Some people have argued that because our knowledge of God comes through revelation and then through our senses, reason, and imagination, it cannot be a knowledge of God as He really is but only of how He appears to us. It is certainly true that we know God as He appears to us, but must we therefore assume that these appearances are false, that they do not tell us the truth? We would assume that only if we were to buy the Kantian presupposition that truth is always relativized when it enters our consciousness, that reality is forever hidden from us. But that is an unscriptural concept. In Scripture, reality (God in particular) is known, and our senses, reason, and imagination are not barriers to this knowledge;  they do not necessarily distort it. Rather, our senses, reason, and imagination are themselves revelations of God – means that God uses to drive His truth home to us. God is Lord; He will not shut out His world.

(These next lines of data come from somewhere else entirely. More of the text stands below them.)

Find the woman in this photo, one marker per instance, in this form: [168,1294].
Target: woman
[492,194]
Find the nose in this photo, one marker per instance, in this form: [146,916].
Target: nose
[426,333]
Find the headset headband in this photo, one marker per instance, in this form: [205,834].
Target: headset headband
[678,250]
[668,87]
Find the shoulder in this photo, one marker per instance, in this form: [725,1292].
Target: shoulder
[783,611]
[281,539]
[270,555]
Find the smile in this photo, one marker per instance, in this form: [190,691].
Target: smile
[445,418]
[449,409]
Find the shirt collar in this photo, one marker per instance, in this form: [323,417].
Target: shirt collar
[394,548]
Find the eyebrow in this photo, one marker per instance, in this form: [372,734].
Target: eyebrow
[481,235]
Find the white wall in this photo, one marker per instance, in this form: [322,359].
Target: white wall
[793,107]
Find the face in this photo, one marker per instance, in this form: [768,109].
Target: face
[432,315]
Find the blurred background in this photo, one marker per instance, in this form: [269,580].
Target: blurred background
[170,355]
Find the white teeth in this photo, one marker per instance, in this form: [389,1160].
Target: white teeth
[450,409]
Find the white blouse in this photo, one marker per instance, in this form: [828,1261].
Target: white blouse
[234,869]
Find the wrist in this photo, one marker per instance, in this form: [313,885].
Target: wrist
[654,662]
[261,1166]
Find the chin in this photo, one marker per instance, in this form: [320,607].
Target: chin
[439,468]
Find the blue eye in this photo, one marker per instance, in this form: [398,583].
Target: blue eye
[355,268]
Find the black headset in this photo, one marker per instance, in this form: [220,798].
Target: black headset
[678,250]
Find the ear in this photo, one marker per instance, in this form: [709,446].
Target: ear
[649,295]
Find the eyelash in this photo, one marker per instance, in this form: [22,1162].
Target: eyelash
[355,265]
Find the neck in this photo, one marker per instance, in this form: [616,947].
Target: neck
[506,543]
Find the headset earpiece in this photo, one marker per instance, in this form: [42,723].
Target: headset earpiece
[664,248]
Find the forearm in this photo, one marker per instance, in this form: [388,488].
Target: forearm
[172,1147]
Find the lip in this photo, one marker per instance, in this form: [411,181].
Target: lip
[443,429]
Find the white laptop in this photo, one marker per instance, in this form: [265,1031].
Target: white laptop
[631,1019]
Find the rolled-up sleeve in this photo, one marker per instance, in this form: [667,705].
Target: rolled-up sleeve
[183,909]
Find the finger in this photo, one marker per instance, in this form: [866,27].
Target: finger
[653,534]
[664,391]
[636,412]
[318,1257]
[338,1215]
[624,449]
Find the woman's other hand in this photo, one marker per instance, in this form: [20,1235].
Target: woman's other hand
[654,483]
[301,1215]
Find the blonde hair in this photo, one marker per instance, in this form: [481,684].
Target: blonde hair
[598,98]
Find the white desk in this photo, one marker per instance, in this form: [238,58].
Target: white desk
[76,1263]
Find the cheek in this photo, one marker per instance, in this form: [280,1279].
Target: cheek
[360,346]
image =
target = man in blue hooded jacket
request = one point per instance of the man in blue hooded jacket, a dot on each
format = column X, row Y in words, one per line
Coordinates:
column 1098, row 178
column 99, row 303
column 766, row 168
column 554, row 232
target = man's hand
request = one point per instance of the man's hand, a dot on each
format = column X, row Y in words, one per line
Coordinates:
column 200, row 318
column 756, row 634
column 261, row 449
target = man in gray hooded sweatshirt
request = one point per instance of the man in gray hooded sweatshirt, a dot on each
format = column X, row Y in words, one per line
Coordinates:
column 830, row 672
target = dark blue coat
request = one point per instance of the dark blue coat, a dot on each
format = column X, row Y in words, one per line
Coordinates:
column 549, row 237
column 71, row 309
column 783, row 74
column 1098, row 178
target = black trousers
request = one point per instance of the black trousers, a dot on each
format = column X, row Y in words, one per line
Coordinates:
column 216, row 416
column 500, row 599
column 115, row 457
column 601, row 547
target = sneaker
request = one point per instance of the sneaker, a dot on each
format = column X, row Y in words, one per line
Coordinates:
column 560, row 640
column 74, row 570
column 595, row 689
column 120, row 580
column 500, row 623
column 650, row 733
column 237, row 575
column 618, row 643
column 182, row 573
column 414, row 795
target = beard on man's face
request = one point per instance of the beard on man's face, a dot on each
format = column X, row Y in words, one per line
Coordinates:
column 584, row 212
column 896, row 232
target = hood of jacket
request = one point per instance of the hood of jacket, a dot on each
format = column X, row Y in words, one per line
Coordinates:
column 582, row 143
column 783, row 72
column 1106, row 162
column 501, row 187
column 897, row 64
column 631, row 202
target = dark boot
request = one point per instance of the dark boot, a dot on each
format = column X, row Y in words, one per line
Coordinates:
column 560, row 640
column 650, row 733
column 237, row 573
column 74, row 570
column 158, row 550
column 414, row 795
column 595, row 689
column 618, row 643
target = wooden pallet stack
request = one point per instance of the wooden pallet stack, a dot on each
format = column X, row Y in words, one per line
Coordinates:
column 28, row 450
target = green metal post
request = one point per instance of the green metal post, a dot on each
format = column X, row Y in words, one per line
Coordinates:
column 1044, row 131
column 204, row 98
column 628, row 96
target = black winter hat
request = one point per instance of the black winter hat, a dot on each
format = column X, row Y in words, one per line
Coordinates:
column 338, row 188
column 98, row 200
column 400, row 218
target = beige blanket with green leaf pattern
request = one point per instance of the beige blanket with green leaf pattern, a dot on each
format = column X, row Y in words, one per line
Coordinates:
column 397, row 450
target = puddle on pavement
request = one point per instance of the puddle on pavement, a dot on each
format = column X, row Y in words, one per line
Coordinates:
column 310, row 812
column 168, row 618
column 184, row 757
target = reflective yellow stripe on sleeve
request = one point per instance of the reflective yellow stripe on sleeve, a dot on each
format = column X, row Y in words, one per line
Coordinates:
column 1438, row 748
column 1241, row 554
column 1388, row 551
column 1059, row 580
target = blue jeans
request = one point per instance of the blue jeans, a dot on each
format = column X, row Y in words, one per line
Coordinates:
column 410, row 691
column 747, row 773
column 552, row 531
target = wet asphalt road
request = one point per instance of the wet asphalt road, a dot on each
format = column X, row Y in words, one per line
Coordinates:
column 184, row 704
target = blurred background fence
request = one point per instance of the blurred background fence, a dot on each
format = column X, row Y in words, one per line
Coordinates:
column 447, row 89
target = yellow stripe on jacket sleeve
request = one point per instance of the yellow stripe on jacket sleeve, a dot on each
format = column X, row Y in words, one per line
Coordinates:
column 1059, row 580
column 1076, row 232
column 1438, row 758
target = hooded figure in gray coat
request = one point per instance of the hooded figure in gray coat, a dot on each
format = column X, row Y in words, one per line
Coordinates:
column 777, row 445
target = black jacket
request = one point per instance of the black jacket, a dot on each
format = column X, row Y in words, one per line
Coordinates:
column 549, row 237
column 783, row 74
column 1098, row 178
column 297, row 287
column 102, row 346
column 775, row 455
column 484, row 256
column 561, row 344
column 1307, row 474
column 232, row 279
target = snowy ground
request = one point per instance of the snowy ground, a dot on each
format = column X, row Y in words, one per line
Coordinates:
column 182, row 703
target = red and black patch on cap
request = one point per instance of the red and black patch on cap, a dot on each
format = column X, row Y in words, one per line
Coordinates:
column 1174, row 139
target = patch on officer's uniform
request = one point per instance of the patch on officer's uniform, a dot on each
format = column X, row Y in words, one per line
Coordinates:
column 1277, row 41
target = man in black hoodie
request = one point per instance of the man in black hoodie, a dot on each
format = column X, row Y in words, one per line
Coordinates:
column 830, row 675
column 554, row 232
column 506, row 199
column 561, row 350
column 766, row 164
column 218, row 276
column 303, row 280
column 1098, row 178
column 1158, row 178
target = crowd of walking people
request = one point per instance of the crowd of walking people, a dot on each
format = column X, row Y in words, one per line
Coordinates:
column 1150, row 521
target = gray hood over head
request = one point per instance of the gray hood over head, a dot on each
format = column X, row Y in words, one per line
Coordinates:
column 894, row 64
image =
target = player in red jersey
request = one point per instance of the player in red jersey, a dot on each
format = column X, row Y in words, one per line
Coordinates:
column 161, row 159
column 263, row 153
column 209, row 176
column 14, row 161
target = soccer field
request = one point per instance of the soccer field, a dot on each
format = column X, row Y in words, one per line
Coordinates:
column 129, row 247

We are his creation. As Christians, we are his people. Furthermore, God is able, as Lord of Creation, to overcome our deficiencies as fallen creatures and communicate i.e. reveal himself to us. Our knowledge of God is a gift of grace and mercy to a thoroughly undeserving people. Out constant struggle to understand God and Scripture illustrates the depth of our fallen creatureliness. Our knowledge of God and our ability to act on that knowledge is the picture of how the most high God bends low to show mercy to us. Thus, knowledge of God – true knowledge of God – ought to increase our humility and widen our praise, but let us not think our minds are too “human” to accurately know the “divine.”